Father and son: a study in contrast and convergence

Endless were the contrasts in personality and in view points. Frail, soft-natured Ramakrishna Paramahamsa: physically and intellectually ebullient Vivekananda.

October 20, 2013 05:58 am | Updated December 04, 2021 11:38 pm IST

Illustration: Satwik Gade

Illustration: Satwik Gade

Once upon a time, in a little village, there lived a young man. He was sweet-tempered, pure of heart and loved by all.

In course of time, he became a priest at a big temple in a city. But rumours reached his mother that he was going mad with spiritual ecstasies, so she got him married, and as was the practice those days, to a bride much younger than him.

Years passed, and there came to this unusual couple a son who was a prince among men. He and the boy were destined to gravitate to a never-before-seen father-son relationship. The former, with his “intuitive genius for souls,” knew of it but the latter did not.

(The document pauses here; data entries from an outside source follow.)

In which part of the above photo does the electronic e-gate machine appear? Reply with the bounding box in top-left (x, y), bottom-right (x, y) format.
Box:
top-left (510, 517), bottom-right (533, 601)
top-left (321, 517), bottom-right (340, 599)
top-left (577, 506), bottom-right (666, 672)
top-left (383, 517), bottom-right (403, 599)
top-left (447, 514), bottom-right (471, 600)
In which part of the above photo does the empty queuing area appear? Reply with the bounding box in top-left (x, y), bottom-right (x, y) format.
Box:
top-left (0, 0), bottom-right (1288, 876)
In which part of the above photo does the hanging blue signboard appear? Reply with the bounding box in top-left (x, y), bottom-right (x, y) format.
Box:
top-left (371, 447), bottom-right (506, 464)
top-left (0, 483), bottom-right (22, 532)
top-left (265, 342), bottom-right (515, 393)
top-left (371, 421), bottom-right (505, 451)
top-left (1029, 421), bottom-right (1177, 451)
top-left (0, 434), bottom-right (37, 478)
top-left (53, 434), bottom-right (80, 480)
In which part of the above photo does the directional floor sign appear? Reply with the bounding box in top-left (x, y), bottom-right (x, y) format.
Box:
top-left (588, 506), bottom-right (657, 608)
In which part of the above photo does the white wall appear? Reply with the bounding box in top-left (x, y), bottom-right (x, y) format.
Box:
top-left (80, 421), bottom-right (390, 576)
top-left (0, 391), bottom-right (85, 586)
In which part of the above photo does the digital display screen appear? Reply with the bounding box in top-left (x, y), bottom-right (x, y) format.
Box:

Earlier, the father, perhaps wanting challenge, had prayed to his Divine Mother, Kali, to send him someone who would doubt his spiritual realisations — and she readily obliged, sending him this antithesis of a Son who would not bow down before Her image and ridiculed those who did.

The dialectical spiritualism that exploded between this equally-matched pair was the most incredible and far-reaching the world has ever seen. It was a clash of opposites; Thesis colliding with Antithesis.

Endless were the contrasts in personality and in view points. Frail, soft-natured Father: physically and intellectually ebullient son. Practically illiterate priest: book-devouring youngster, groomed like a “Renaissance” prince, in intellectual pursuits, languages, sports and music. The senior’s deep spiritual trances: the 18-year old rationalist who brutally labelled them as “hallucinations.” The acknowledged Master who simply stated he could see God clearly: this strange boy who spouted Reason, but simultaneously was a “roving threat” asking every hapless holy man in sight, “Sir! Have you seen God?” The Father artlessly, humbly expressed love and high regard for the Son: the wary sophisticate rubbished them as “infatuation.”

Sometimes, the Son would absent himself for days, and the Father would inconsolably scour the streets and haunts looking for his “lion-cub.” And then a comical role-reversal — the Son would come, and the Father would studiously ignore him for weeks!

The Father enjoyed and encouraged the crossing of (s)words, the sparring, since a sizzling, “active” Mt. Vesuvius had moved in next door to an unflappable Mt. Everest. The years flew. The Father’s flock increased.

Then came that bone of contention: career choice. The Son wanted the highest bliss and to renounce life. But the intuitive Father told him these were “self-centred” “luxuries”; he was born to be a great banyan tree sheltering thousands, uplifting and serving them.

The synthesis in this world-impacting dialectic came after six years. Thesis-Father’s endless love, patience and forgiveness had sculpted Antithesis-Son into a grateful disciple who would “shake the world to its foundations.”

Now began the tumultuous chapters of the Son’s Book of Life. He faced life-altering hardships. Simultaneously, his beloved Father, diagnosed with a fatal cancer of the throat, expedited his succession plan. Before the end, he bonded all his “great children” into a monastic order.

The Son spent the next few years travelling penniless all over India, witnessing as well as experiencing starvation, misery, disease and despair — a stringent “adult” education.

Destiny next transported him to America as a delegate at a major convention. He created history — and philosophy and spiritualism too — by declaring to the in(credulous) natives (in a civilisational reversal of roles) that they were not “sinners, but were “heirs to immortal bliss.” The leitmotif of suffering followed him here too, with calumny added to it.

He returned to India, to start work on his Master’s injunction: serve the Daridra Narayana — “the-poor-who-are-God.” He worked incessantly through terminal illness, and, mission and mission established, cast off his body “like a worn-out garment”. The Son was not yet 40.

His work — and his Collected Works — continues to inspire millions to introspection, action, service for they prod the collective conscience into contributive-mode. Father and Son ... such a pair of opposites; such a harmonising of them. Was it Kali again who, like earthly mothers, engineered their conciliation? For, it is believed, She is the primordial cosmic power, “the glorious harmony of pairs of opposites.”

May all sparring/warring father-son “pairs-of-opposites” on this great planet take heart from this true story and bring love, forgiveness, flexibility and the bliss of discrimination, i.e., Vivekananda, into their conflict resolution.